Helpful advice for today's job seekers
It's almost that time of year again, when newly graduating seniors hit the job market in search of a paycheck. I don't know about you, but everything I know about job hunting I learned after college. Like how to network and write an effective resume, for example. So, to give you graduating seniors a leg up, I interviewed two career experts to uncover 5 ways for new grads to find a job faster. This is the stuff I wish they taught in school ...
1) Cast a wide net
"In a declining economy such as we face now, you have to expand your options. If you've looked only at large corporations, start looking at small businesses, non-profits, universities, government jobs -- a huge area of job growth -- and other types of employers," advises Lindsey Pollak, Author of "Getting from College to Career: 90 Things to Do Before You Join the Real World." Often, jobs at smaller and non-profit organizations are harder to find, requiring more networking on your part. However, you'll face less competition from other job hunters who are not willing to put in the effort. So basically finding entry level jobs as a college grad becomes easier.

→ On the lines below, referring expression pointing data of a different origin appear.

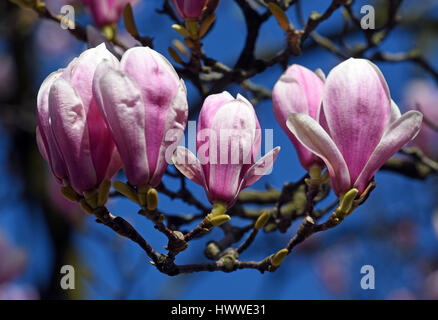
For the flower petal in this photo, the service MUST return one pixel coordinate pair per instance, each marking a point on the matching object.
(120, 102)
(357, 107)
(174, 130)
(69, 127)
(313, 136)
(395, 112)
(400, 132)
(233, 127)
(158, 83)
(260, 168)
(187, 163)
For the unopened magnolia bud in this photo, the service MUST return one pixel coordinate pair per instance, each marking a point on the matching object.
(128, 17)
(141, 194)
(70, 194)
(32, 4)
(181, 48)
(218, 220)
(189, 42)
(278, 258)
(262, 220)
(103, 193)
(218, 209)
(175, 56)
(280, 16)
(109, 31)
(152, 199)
(126, 190)
(181, 30)
(347, 201)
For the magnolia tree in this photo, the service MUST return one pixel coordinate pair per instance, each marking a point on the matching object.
(124, 107)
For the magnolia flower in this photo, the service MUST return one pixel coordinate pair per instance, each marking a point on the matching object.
(228, 142)
(359, 126)
(189, 9)
(423, 96)
(106, 12)
(71, 133)
(298, 90)
(144, 104)
(12, 261)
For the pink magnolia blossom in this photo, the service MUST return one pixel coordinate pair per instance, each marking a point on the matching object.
(423, 96)
(189, 9)
(228, 142)
(298, 90)
(359, 126)
(12, 261)
(144, 103)
(106, 12)
(71, 133)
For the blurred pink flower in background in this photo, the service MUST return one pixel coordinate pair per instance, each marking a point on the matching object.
(18, 292)
(298, 90)
(60, 40)
(401, 294)
(189, 9)
(71, 133)
(435, 222)
(12, 261)
(423, 96)
(332, 266)
(430, 290)
(359, 126)
(8, 78)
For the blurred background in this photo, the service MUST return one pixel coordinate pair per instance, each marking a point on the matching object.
(396, 231)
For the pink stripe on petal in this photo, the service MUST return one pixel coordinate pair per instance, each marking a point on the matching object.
(174, 130)
(314, 137)
(158, 82)
(357, 107)
(399, 133)
(260, 168)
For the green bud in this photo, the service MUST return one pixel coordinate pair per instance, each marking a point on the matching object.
(192, 27)
(109, 31)
(91, 198)
(103, 193)
(278, 258)
(126, 190)
(262, 220)
(69, 194)
(347, 201)
(142, 195)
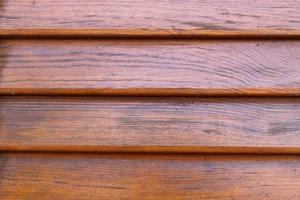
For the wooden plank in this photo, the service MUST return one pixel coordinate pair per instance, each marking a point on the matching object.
(181, 125)
(127, 67)
(88, 177)
(146, 17)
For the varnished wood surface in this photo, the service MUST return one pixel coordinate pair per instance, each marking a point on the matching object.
(148, 34)
(151, 14)
(127, 67)
(89, 177)
(150, 124)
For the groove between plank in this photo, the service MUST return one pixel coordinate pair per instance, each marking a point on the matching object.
(146, 34)
(164, 92)
(152, 149)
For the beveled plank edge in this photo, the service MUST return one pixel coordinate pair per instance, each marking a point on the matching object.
(180, 92)
(152, 149)
(146, 34)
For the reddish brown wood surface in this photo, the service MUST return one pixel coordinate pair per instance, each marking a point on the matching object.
(151, 124)
(151, 15)
(150, 67)
(88, 177)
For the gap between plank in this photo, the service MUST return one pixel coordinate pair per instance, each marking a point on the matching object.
(146, 34)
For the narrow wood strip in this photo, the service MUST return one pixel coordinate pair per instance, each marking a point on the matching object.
(150, 15)
(91, 177)
(147, 34)
(157, 125)
(145, 68)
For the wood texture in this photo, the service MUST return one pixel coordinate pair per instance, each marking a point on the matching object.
(182, 125)
(151, 14)
(89, 177)
(183, 68)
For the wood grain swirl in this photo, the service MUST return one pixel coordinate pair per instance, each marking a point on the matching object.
(91, 177)
(151, 14)
(185, 68)
(150, 125)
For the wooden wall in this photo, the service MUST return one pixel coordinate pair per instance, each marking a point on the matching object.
(124, 99)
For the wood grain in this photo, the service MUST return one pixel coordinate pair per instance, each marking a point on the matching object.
(127, 67)
(89, 177)
(151, 14)
(181, 125)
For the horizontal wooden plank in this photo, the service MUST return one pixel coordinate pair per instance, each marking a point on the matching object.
(155, 67)
(162, 16)
(182, 125)
(88, 177)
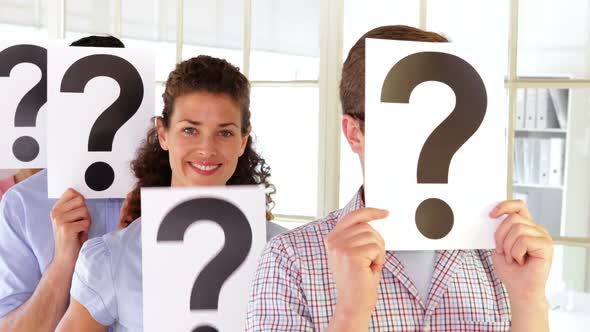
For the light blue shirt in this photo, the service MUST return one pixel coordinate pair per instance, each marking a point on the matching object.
(108, 278)
(26, 236)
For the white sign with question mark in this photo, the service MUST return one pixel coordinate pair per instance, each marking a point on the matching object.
(435, 148)
(200, 249)
(101, 101)
(23, 82)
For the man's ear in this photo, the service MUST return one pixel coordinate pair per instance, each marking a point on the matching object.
(351, 128)
(162, 134)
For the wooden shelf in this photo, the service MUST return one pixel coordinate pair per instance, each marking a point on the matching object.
(536, 186)
(547, 131)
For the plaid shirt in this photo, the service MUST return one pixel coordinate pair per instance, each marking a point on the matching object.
(294, 290)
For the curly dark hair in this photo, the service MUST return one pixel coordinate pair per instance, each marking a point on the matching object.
(200, 74)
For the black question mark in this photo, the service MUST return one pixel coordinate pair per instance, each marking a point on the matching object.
(238, 241)
(26, 148)
(434, 217)
(100, 176)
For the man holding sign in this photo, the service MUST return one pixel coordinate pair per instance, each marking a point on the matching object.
(335, 274)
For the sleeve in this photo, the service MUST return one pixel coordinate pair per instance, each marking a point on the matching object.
(277, 302)
(92, 283)
(19, 269)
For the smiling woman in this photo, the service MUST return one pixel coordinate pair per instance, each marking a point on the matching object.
(201, 139)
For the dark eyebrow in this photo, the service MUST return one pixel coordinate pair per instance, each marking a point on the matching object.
(197, 123)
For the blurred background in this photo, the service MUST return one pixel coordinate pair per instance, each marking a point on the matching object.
(292, 51)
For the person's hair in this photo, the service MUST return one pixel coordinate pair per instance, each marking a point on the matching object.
(99, 41)
(352, 84)
(201, 74)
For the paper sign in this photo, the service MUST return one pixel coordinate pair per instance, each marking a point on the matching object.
(101, 101)
(23, 88)
(200, 251)
(436, 122)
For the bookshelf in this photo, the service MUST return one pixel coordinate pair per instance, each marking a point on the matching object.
(540, 148)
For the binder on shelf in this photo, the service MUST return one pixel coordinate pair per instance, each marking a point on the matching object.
(559, 100)
(542, 108)
(536, 160)
(518, 161)
(530, 107)
(520, 195)
(527, 160)
(556, 160)
(544, 161)
(520, 114)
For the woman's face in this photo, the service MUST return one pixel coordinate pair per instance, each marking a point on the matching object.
(204, 139)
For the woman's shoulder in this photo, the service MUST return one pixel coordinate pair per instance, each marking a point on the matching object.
(111, 247)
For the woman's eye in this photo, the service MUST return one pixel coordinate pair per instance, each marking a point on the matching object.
(226, 133)
(189, 131)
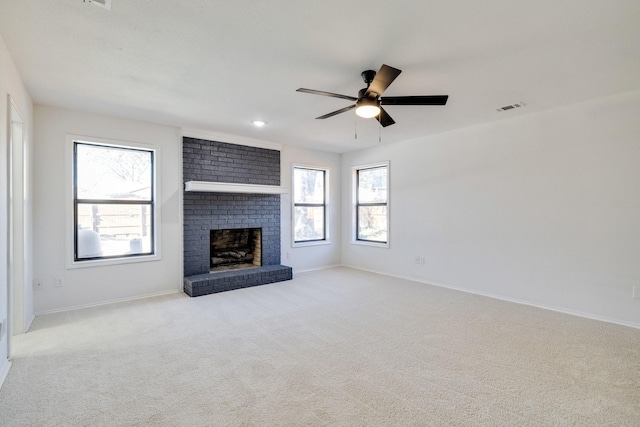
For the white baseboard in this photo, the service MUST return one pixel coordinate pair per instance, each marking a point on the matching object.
(504, 298)
(113, 301)
(4, 371)
(324, 267)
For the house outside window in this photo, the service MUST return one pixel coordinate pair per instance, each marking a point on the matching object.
(372, 204)
(113, 201)
(309, 205)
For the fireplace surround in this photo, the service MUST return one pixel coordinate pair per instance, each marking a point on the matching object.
(203, 211)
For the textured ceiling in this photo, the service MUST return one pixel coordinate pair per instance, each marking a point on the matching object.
(216, 65)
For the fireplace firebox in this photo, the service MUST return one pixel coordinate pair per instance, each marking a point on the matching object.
(235, 248)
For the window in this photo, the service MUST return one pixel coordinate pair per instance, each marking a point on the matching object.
(113, 201)
(309, 204)
(372, 207)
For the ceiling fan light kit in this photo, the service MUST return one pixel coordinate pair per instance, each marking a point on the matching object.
(367, 108)
(369, 102)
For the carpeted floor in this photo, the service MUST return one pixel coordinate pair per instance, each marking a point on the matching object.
(337, 347)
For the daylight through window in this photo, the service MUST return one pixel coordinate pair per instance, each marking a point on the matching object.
(113, 201)
(309, 205)
(372, 210)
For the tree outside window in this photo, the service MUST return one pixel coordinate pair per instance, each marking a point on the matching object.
(372, 210)
(113, 201)
(309, 204)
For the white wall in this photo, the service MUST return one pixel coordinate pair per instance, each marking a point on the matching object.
(303, 258)
(100, 284)
(543, 208)
(11, 84)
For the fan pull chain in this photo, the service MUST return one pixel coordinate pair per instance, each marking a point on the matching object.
(355, 127)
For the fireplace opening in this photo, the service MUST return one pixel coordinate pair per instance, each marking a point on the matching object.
(235, 248)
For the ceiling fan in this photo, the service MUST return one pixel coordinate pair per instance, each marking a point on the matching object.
(369, 102)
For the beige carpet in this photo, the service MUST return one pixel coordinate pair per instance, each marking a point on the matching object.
(337, 347)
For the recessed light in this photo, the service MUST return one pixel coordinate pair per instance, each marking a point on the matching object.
(511, 107)
(102, 3)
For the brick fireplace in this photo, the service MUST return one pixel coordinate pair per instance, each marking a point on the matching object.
(207, 213)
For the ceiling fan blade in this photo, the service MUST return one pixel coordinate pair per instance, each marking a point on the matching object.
(384, 118)
(415, 100)
(342, 110)
(382, 80)
(323, 93)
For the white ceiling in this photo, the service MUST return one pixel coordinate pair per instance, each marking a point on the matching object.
(217, 65)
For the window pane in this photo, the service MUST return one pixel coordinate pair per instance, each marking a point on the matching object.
(309, 223)
(113, 230)
(308, 186)
(112, 173)
(372, 185)
(372, 223)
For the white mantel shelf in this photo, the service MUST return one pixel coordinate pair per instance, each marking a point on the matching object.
(229, 187)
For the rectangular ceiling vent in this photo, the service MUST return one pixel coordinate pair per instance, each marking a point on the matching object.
(106, 4)
(511, 107)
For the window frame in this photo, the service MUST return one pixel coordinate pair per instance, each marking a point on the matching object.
(324, 205)
(72, 213)
(357, 204)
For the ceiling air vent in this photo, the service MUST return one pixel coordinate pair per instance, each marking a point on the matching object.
(106, 4)
(511, 107)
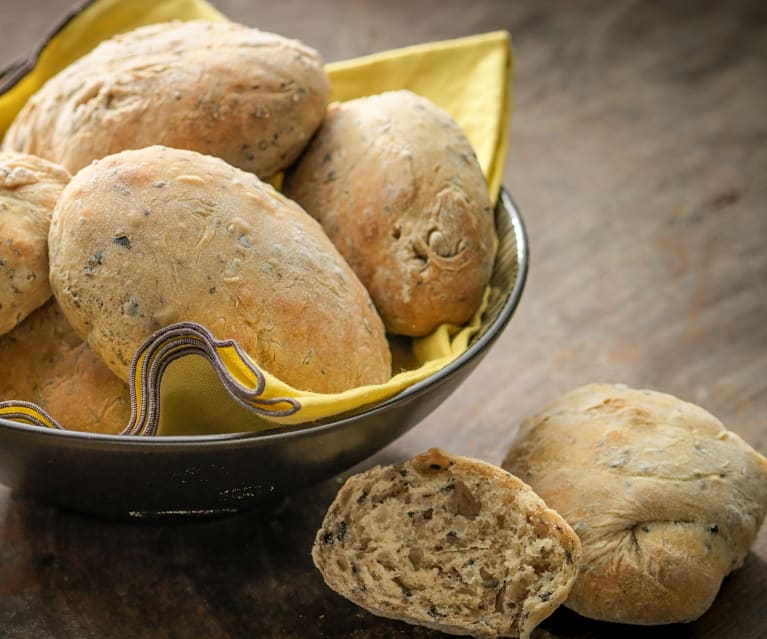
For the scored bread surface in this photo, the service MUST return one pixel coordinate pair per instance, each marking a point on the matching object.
(450, 543)
(665, 500)
(250, 97)
(396, 185)
(29, 189)
(147, 238)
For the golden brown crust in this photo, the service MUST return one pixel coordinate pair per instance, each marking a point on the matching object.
(397, 187)
(146, 238)
(665, 500)
(250, 97)
(447, 542)
(29, 189)
(44, 362)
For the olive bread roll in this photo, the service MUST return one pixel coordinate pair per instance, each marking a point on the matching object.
(665, 500)
(447, 542)
(46, 363)
(29, 189)
(147, 238)
(250, 97)
(396, 185)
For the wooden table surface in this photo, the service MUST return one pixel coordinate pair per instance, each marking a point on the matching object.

2) Persist without being a pest
Follow-up is one of the most important elements of any successful job search, especially for new grads lacking traditional experience. "'No' may really mean 'not right now,'" says Pollak. "Getting a job is often about timing, so stay on employers' radar screens. But instead of saying, 'Hi, I'm just calling to follow up,' try to add value in each communication, and only follow up once every two weeks or so." One way to add value is to use Google Alerts (Google.com/alerts) to stay current on industry news and trends. The service is free and emails you daily updates of the latest Google results (blogs, news, etc.) based on the topics you choose. Then, presto! You have a valid excuse to email or call employers about the relevant articles you find online.